In this project our goal is to take a .csv of untidy data showing counts of whether two airlines were on time or delayed flying into multiple destinations, transform and tidy the data, and then do an analysis to compare the arrival delays for both airlines.

Preparation

Environment Prep

if (!require("dplyr")) install.packages('dplyr')
if (!require("tidyr")) install.packages('tidyr')

Data Import

airlines <- read.csv("airline.csv")
knitr::kable(airlines)
X X.1 LosAngeles Phoenix SanDiego SanFrancisco Seattle
ALASKA on time 497 221 212 503 1841
delayed 62 12 20 102 305
NA NA NA NA NA
AMWEST on time 694 4840 383 320 201
delayed 117 415 65 129 61

Data Transformation

# remove middle NA obs
airlines <- airlines[-3,]

# add in missing airline values
airlines[2,1] <- "ALASKA"
airlines[4,1] <- "AMWEST"

# rename cols
names(airlines)[c(1,2)] <- c("airline", "status")

# tidy data
tidy <- airlines %>% 
    gather(cities, count, 3:7) %>% 
    spread(status, count)

#update col
names(tidy)[4] <- "ontime"

# let's review our progress
knitr::kable(tidy)
airline cities delayed ontime
ALASKA LosAngeles 62 497
ALASKA Phoenix 12 221
ALASKA SanDiego 20 212
ALASKA SanFrancisco 102 503
ALASKA Seattle 305 1841
AMWEST LosAngeles 117 694
AMWEST Phoenix 415 4840
AMWEST SanDiego 65 383
AMWEST SanFrancisco 129 320
AMWEST Seattle 61 201

Data Analysis

Ratios by City

#let's get some delay ratios
tidy <- tidy %>%
    mutate(total=ontime + delayed, delayratio=round(delayed/total, 3)) 

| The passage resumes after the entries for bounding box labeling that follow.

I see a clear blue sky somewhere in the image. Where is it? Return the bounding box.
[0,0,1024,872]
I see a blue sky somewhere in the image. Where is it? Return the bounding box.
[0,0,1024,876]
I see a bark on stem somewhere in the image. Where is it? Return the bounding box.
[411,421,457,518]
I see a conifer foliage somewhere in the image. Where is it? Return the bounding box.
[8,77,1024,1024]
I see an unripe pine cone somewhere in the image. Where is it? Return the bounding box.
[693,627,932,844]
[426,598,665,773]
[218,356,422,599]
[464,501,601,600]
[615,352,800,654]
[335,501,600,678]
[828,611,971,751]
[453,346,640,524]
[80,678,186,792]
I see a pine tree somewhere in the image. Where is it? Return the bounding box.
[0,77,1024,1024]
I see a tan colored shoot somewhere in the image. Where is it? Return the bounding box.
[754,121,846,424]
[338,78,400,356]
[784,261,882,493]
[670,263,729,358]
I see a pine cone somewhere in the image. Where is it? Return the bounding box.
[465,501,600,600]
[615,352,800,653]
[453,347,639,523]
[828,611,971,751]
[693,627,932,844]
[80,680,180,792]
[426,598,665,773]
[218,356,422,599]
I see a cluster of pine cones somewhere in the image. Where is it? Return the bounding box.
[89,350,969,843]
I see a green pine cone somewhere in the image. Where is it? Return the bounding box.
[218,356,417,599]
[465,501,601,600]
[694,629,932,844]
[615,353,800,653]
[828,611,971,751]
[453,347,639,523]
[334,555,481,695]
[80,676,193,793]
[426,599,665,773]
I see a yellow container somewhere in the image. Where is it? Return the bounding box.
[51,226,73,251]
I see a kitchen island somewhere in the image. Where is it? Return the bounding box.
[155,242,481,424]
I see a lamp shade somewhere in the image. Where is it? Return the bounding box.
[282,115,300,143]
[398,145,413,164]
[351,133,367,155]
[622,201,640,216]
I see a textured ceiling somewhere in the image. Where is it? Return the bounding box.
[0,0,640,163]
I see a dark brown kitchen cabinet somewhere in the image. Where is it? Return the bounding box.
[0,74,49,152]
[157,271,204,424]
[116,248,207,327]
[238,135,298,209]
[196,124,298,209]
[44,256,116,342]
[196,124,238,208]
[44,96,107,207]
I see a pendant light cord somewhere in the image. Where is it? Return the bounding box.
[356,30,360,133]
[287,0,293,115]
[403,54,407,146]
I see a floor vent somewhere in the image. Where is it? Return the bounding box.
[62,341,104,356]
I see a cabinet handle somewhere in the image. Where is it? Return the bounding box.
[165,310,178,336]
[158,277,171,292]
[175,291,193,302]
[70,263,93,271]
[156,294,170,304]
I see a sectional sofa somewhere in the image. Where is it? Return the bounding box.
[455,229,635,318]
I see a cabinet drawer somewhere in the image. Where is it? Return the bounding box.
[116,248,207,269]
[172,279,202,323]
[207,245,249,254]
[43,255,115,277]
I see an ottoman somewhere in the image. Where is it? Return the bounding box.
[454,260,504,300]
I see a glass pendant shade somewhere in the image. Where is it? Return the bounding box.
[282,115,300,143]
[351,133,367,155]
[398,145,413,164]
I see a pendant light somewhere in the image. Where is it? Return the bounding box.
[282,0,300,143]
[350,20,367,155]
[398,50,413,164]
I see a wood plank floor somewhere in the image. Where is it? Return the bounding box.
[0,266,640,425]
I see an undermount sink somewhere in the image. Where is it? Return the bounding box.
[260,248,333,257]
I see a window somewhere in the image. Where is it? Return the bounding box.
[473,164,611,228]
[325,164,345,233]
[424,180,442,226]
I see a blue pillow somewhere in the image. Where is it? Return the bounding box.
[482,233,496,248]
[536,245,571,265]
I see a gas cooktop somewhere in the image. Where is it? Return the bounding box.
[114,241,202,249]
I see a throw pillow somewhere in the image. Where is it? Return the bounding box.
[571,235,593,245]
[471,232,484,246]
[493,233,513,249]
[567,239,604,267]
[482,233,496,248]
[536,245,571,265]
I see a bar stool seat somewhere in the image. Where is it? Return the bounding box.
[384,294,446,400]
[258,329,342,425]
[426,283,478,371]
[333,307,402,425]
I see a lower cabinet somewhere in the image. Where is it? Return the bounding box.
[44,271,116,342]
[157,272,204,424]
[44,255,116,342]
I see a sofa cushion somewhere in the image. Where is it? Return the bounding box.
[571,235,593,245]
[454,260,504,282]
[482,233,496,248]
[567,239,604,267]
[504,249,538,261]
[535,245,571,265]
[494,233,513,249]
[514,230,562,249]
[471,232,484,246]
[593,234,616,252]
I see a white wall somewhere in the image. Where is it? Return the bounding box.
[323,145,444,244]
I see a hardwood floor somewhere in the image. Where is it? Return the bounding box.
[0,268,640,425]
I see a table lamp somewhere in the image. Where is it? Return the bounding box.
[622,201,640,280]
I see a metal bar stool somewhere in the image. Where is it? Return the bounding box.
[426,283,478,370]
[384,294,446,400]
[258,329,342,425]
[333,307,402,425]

#let's plot these delay ratios
dotchart(tidy$delayratio, groups = tidy$cities, labels=tidy$airline, main = "Ratio of Delayed Flights by City")

Ratios in Total

summary <- tidy %>% 
    group_by(airline) %>% 
    summarise(delayed = sum(delayed), ontime = sum(ontime), total = sum(total)) %>%
    mutate(delayratio = round(delayed/total, 3))

knitr::kable(summary)
airline delayed ontime total delayratio
ALASKA 501 3274 3775 0.133
AMWEST 787 6438 7225 0.109
#let's plot delay ratios
dotchart(summary$delayratio, labels=summary$airline, main = "Ratio of Delayed Flights Across All Cities")

Conclusion

The individual city delay ratios by airline show that ALASKA airlines had a lower individual delay ratio than AMWEST in every single city. However the aggregated data shows that AMWEST had a lower overall delay ratio, due to the larger volume of flights.

This is an example of Simpson’s paradox.